The English colonial project was turbocharged during James’s reign, with the foundation of England’s first permanent, surviving colony in North America at Jamestown, and the settlement of Bermuda and Newfoundland, all driven by the same mercantile interests that were rapidly losing patience with James. Likewise, the Mayflower Pilgrims, settler colonists whose voyage and survival at the Plymouth Colony in Massachusetts became a foundation myth of the United States of America, were puritan protestants who left England in part through dissatisfaction with James’s attempts to moderate religion and enforce conformity in the Church of England.

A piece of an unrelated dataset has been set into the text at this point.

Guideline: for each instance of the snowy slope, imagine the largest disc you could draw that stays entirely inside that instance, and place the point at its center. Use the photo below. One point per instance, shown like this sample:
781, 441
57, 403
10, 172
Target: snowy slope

As James grew older and more infirm, Buckingham’s power grew, but unlike Carr, the affection and love between the two held fast, despite the protestations of courtiers and Parliament. Towards the end of his life, in December 1623, James wrote to Buckingham
praying God that I may have a joyful and comfortable meeting with you and that we may make at this Christmas a new marriage ever to be kept hereafter; for, God so love me, as I desire only to live in this world for your sake, and that I had rather live banished in any part of the earth with you than live a sorrowful widow’s life without you. And so God bless you, my sweet child and wife, and grant that ye may ever be a comfort to your dear dad and husband.
James R.29
In the early months of 1625 his ill health got the better of him; following a stroke and an attack of dysentery, he died on 27 March, with Buckingham in attendance. Buckingham remained a powerful force in the court of James’s son, Charles I, but was so unpopular he lasted barely three more years before he was assassinated by a disgruntled soldier, who was hailed as a hero for the deed.
James’s contempt for a parliament that represented the emergent mercantile class and belief in an absolutist monarchy was inherited by his son, Charles I. Yet the divine right of kings couldn’t survive the English Civil Wars, Charles’s execution, and the Interregnum. James’s love of the court as a profligate and flamboyant spectacle powered by intrigue and sexual desire, however, would live on in his grandson, Charles II, resulting on that occasion in innumerable illegitimate children, but no heir. It was James’s inability to decisively settle the religious divisions in the country, and the continued suspicions that his family had never truly renounced the Catholicism of his mother, Mary Queen of Scots, that led to the end of his dynasty in the so-called Glorious Revolution of 1688. This ‘revolution’, which would see the overthrow of his second grandson, James VII and II, saw England settle on an ideology of Protestantism and constitutional monarchy, and commit to continuing the dual project of colonialism and domination of Catholic European countries: in short, the creation of the world we live in today. That combination of Protestantism, white supremacy, and colonialism would prove a violently toxic mix. Amongst the many repercussions of its system of exploitation and extraction would be a drive towards a scientific rationalism that swept up same-sex desire into the world of crime and disease, making the sort of easy, open attitude that James appeared to show towards the men he loved unimaginable.